9th May 2012 by Darius McDermott
9th May 2012 marks two years since 27 member states of the EU agreed the European Financial Stability Facility (EFSF) in order to provide financial assistance to eurozone states in economic difficulty and basically restore financial stability across the continent.
But has the EFSF and subsequent other measures done anything to help? Henderson fund manager Bill Stormont and Threadneedle’s Francis Ellison both agree that Europe’s leaders have struggled to find a common political narrative with which to address the eurozone crisis. Elections this weekend, and the subsequent changes to leadership in both France and Greece aren’t going to make a consensus any easier to find, and the new leaders could cause all sorts of problems if they carry out their election promises.
Where politicians have come up short, the European Central Bank has had to demonstrate a willingness to be more proactive but the real challenges facing Europe remain high unemployment, a divergence in competitiveness, social unrest, government debt and a lack of growth. Quite a list. And austerity alone is increasingly understood to be an insufficient cure so the problems persist.

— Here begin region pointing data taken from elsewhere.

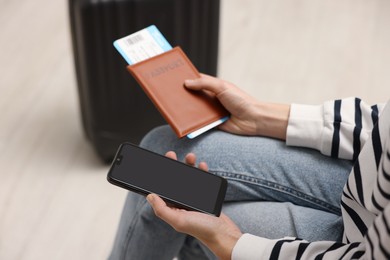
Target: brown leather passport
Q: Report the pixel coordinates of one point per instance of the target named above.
(162, 78)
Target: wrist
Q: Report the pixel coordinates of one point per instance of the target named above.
(223, 245)
(272, 120)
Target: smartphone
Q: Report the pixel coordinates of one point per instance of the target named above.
(184, 186)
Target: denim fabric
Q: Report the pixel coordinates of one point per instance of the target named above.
(273, 191)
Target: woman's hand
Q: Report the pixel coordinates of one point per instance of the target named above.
(248, 116)
(219, 234)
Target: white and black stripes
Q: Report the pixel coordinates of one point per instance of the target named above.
(336, 131)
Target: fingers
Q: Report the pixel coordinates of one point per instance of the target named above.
(161, 209)
(171, 155)
(206, 82)
(189, 159)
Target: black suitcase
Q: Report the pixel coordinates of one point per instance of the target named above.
(113, 107)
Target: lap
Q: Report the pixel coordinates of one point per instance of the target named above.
(262, 169)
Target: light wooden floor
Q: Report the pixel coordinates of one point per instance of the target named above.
(55, 202)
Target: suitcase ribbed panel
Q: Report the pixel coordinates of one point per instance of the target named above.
(113, 107)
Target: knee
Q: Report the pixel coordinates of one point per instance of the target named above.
(158, 139)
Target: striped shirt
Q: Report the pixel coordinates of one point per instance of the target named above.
(348, 129)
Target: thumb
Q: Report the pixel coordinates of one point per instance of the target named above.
(206, 82)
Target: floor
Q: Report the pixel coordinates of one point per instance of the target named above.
(55, 202)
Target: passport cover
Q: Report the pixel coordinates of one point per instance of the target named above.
(162, 79)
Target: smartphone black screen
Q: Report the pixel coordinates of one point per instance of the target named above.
(185, 186)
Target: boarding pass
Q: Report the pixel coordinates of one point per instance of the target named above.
(145, 44)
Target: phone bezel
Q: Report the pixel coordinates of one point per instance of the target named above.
(219, 200)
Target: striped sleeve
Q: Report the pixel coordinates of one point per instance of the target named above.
(338, 128)
(366, 211)
(374, 246)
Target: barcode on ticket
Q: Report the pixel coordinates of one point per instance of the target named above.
(142, 45)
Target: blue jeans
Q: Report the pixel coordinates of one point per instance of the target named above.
(274, 191)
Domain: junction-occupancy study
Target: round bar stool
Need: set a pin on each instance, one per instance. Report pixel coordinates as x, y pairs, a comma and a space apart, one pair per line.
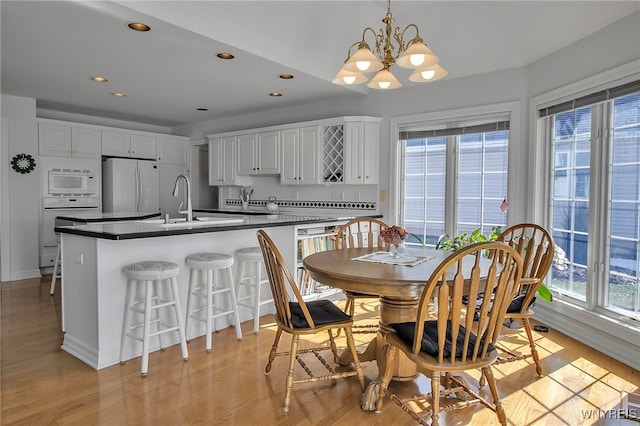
217, 280
251, 256
153, 274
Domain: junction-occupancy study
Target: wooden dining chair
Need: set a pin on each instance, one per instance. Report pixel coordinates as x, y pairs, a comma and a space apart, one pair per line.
535, 246
299, 319
360, 232
453, 338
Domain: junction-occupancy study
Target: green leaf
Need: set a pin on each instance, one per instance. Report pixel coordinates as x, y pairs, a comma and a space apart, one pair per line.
544, 293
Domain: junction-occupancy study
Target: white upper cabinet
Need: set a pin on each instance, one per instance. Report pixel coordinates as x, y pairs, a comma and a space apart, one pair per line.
362, 152
222, 163
259, 153
172, 150
121, 144
299, 156
333, 151
68, 141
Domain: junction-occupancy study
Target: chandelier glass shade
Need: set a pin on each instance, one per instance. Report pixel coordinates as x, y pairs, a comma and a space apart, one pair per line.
414, 55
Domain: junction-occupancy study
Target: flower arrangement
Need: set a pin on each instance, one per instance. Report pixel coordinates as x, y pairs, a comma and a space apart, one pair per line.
393, 234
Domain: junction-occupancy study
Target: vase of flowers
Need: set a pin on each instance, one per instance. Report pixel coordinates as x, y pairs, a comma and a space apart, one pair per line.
394, 236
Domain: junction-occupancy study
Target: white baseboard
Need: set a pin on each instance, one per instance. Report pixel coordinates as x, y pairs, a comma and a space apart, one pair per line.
615, 339
25, 275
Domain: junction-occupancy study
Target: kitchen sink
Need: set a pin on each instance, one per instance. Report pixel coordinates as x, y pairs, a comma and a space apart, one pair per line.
182, 222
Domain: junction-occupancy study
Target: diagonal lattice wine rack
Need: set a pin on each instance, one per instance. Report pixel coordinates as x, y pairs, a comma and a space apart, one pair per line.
333, 154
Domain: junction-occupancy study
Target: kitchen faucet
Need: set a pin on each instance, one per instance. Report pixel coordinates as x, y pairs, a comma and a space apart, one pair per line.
189, 211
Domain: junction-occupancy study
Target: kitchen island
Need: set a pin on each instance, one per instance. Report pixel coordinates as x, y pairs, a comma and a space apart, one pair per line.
94, 284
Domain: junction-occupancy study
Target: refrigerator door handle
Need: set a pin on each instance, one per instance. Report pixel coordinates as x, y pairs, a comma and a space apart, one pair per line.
138, 195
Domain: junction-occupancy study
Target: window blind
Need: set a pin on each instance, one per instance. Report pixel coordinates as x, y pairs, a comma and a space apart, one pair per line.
454, 131
592, 98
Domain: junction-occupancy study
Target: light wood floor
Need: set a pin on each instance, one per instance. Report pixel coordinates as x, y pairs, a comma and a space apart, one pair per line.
42, 385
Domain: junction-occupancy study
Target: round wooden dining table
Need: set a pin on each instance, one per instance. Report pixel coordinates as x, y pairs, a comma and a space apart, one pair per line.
399, 288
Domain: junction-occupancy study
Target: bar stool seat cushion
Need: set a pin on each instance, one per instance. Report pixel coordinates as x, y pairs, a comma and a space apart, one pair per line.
209, 261
150, 270
322, 312
250, 253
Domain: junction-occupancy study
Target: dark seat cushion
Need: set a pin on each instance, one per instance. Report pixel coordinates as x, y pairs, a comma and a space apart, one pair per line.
429, 341
516, 303
514, 306
322, 311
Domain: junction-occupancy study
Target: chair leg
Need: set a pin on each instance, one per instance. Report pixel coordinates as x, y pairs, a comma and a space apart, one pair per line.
488, 373
351, 344
272, 354
534, 352
292, 364
387, 357
435, 398
334, 348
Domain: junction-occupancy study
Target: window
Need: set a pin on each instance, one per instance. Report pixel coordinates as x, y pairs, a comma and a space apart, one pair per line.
594, 202
453, 177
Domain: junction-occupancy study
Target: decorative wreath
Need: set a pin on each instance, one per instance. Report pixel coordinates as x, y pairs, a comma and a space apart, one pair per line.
23, 163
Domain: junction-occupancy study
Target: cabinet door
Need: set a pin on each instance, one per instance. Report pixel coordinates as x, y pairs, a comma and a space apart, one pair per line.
143, 146
353, 153
371, 155
290, 157
116, 143
85, 143
172, 150
308, 156
247, 160
216, 170
228, 156
269, 153
54, 140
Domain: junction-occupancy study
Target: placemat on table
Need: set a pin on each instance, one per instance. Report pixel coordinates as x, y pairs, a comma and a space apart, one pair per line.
385, 257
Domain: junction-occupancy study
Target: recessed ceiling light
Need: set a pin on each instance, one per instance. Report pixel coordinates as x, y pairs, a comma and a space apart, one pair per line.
139, 26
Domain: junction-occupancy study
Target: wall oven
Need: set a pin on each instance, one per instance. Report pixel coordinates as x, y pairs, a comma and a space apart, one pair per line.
71, 182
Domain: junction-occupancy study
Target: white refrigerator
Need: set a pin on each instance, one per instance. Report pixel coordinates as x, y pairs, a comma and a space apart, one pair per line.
130, 185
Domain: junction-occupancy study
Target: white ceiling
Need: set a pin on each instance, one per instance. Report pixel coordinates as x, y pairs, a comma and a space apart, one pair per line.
50, 49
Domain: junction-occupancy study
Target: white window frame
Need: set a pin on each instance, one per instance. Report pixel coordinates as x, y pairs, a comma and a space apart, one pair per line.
612, 334
516, 151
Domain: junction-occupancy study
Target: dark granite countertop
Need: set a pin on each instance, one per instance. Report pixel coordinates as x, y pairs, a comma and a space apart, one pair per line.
91, 217
153, 228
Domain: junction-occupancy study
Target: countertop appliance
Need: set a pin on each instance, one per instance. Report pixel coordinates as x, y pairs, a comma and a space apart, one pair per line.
57, 206
130, 185
71, 182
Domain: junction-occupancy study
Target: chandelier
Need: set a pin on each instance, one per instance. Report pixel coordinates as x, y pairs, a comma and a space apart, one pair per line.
414, 54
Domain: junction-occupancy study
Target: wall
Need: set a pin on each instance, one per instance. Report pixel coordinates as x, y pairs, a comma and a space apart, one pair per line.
23, 211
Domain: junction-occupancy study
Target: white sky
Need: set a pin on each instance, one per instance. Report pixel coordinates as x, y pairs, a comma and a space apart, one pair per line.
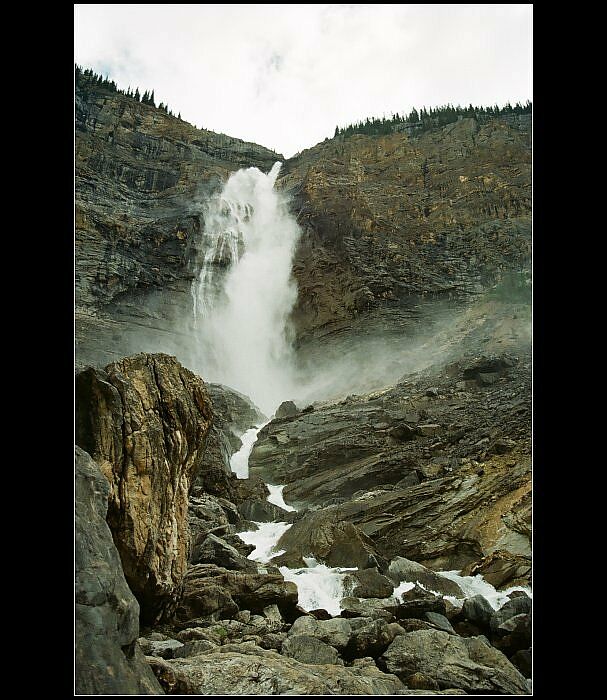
284, 76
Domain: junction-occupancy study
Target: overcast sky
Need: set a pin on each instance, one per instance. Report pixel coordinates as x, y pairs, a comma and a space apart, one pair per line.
284, 76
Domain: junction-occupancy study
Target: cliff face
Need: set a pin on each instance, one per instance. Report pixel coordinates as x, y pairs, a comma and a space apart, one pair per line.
141, 179
391, 220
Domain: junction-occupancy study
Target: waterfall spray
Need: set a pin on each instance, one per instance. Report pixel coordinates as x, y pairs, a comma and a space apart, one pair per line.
242, 317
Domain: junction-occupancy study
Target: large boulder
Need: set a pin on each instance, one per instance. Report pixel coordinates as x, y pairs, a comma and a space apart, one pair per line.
233, 414
144, 419
108, 658
212, 591
402, 569
323, 535
335, 632
371, 637
310, 650
369, 583
287, 409
478, 610
215, 550
255, 671
453, 662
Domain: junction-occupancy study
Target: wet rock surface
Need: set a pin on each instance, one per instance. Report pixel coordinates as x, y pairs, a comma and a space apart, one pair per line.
430, 472
453, 662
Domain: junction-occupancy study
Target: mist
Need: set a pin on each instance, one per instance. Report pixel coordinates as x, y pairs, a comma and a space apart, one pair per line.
244, 293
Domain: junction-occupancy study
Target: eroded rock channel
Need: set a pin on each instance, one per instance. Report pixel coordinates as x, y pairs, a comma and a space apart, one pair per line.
317, 477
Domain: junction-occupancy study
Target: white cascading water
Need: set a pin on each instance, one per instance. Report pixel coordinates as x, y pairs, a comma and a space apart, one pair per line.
241, 321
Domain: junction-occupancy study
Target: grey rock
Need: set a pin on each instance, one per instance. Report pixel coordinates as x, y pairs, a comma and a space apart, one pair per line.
369, 583
373, 608
287, 409
403, 432
522, 660
417, 602
453, 662
256, 671
165, 649
215, 550
335, 632
192, 648
429, 429
478, 611
402, 569
310, 650
440, 621
215, 592
372, 638
514, 606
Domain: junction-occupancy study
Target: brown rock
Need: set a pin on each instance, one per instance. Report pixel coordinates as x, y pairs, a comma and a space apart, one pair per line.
144, 419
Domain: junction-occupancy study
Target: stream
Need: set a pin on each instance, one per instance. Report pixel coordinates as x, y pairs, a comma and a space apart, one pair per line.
321, 586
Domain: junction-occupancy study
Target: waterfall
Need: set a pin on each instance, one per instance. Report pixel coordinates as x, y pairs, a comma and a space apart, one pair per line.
241, 316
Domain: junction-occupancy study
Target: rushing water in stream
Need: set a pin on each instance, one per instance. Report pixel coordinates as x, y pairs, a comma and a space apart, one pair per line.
242, 299
244, 291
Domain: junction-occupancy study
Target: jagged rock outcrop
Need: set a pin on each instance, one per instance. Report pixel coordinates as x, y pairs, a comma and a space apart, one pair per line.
233, 414
453, 662
401, 569
445, 500
144, 420
211, 591
390, 219
256, 671
326, 537
108, 659
142, 178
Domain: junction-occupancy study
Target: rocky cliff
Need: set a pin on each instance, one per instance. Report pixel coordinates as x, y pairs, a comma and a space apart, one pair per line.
142, 177
390, 223
108, 658
423, 237
145, 420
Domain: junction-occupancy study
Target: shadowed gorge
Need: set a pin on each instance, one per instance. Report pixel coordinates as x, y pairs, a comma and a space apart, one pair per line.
303, 407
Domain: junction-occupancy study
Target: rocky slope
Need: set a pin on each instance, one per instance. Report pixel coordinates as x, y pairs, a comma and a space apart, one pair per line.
410, 236
229, 622
141, 181
390, 223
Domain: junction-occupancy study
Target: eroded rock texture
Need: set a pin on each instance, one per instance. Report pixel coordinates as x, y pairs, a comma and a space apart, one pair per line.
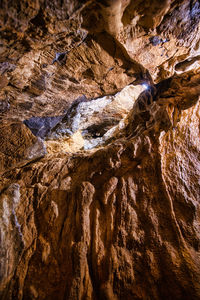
122, 219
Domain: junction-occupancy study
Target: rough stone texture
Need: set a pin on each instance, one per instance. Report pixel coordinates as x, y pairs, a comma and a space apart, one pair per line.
120, 221
18, 146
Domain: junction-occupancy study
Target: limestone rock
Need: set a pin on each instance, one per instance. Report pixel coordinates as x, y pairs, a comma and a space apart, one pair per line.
18, 146
111, 90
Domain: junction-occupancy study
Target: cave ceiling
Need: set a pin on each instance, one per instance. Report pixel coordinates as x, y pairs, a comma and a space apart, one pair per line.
99, 149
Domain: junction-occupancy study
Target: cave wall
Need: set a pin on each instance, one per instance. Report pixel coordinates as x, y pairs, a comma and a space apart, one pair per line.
120, 221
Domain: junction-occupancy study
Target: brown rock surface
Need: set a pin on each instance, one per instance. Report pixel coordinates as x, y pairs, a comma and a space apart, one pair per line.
122, 219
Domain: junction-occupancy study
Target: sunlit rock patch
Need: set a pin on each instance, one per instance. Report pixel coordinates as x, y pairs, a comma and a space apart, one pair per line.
87, 123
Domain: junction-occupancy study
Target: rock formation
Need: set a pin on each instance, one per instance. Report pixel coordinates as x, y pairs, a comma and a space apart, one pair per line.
100, 151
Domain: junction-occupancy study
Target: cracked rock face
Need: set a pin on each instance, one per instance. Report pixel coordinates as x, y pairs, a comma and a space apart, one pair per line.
100, 151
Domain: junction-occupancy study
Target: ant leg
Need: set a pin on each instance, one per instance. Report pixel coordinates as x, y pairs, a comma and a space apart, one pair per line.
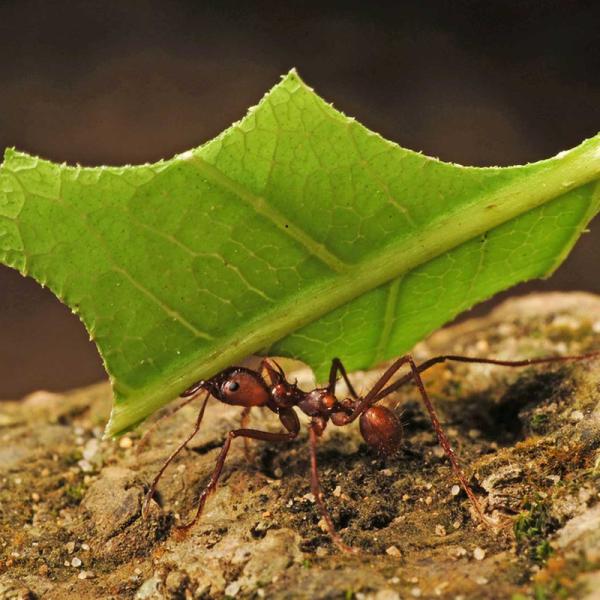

Slowing growth in other areas of the world (namely Asia) isn’t helping either. As Fidelity’s Trevor Greetham put it: “Every time the world economy slows the euro crisis intensifies as the peripheral countries have no means to counter economic weakness – they can’t print money, they can’t devalue and the ratings agencies pressure them into cutting government spending whenever their bond yields rise.”
The risk of a double-dip recession on the continent seems to be inevitable and political risk has intensified along with the possibility of Greece having to leave the Euro. The consensus amongst economists seems to be that there needs to be closer political union in Europe but this seems even less likely today than it did last week. The mood of the markets may darken further in the coming weeks until post-election worries settle and we have a clearer picture as to what is come of Greece and the common currency.
Despite all this negative news, investors who have stayed with the sector since the European bailout began have, in the main, not seen their investment fall to any great extent – some have even seen positive double-digit returns, particularly if invested in European Smaller Companies, which just goes to show that markets are not reliant on the state of an economy. Fortunately, European companies are actually in much better health than their governments.
But Europe has been the pariah of the investment world for around a decade now: Europe ex-UK equities were not only the worst selling sector in 2011 but also in 2009, 2008, 2005, 2004 and 2003. And, with so many problems to solve and really no end in sight, I don’t see investors suddenly warming to the region any time soon.